(eTN) – No sooner had plans been revealed that the Kenya National Highways Authority had designs to build a road across the Nakuru National Park, one of the most visited parks in all of Kenya, did fresh news break that the same governmental body had targeted the Nairobi National Park, too, for a Southern Bypass around the city.
Sinister motives are now being suggested already, in fact, very much in line with a recent article published here about the enormous land pressures on the park when Nairobi, as is projected, reaches the 10 million inhabitant mark and the government in place then might just yield to inducements and demands to carve out land from the park, piece by piece, until nothing but a glorified open air zoo remains, if anything, in fact, at all.
Officials within the authority are now accused of conniving with land developers and long-term speculators, and also government officials needed today already to determine the future development plans for the country and able to create administrative facts on the ground leading to enormous, if not mindboggling, riches being misappropriated by those in the early know and able to get their hands on land options, if not title deeds outright.
Land use changes over the past decades have already substantially impacted on the free flow of migratory species, which in the past supported the introduction of fresh DNA into the animal populations resident in the park and what once used to be a wide corridor linking the national park area of today with locations as far away as Amboseli and the Chyulu Hills has today narrowed into literally nothingness, considering industrial, housing, and agricultural developments, which sprang up right inside the core area of the migratory routes, cutting off game from age-old, long-distance treks in search of pasture and for mating.
Nairobi National Park’s fencing was controversial among conservationists as it is, with some recognizing the importance of DNA exchange and promoting land purchases to keep a migratory corridor open, but at the same time, the fencing was also almost the only recipe for keeping the area’s integrity intact, as prior to this, visible demarcation by fence encroachment along the main Mombasa roads’ boundaries and from the Athi side was frequent and carried out with the impunity only politically protected individuals are able to wield and get away with.
It is, therefore, no surprise that the Friends of Nairobi National Park website has now raised the alarm over the latest assault planned on this unique piece of African wilderness real estate, the only one national park so close to a capital city anywhere in the world and for that reason both precious, as well as a natural target for developers, speak individuals with no scruples and ready to ruin our planet in the hope to catch a spaceship to a new planet they could then also set out to destroy, leaving the rest of humanity to struggle with the fallout of their environmental crimes and personal greed.

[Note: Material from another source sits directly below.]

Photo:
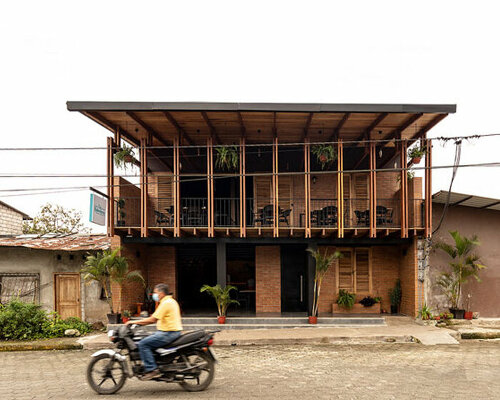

I have taken the liberty to copy the map of the planned highway developments from the FoNNaP website and, in fact, encourage readers to join hands with FoNNaP to prevent this planned development as much as the one schemed up for the Nakuru National Park.
Considering the success of the campaign I managed to initiate through the exposure of the Tanzanian government’s plans in May last year to build a highway across the Serengeti – that “Stop the Serengeti Highway” movement now has over 41,000 members and multiple petition sites – FoNNaP can surely take some hope that not all is lost, as long as the conservation fraternity manages to gather support and bring about a global coalition to stop any further atrocities against nature being committed in the name of progress and development.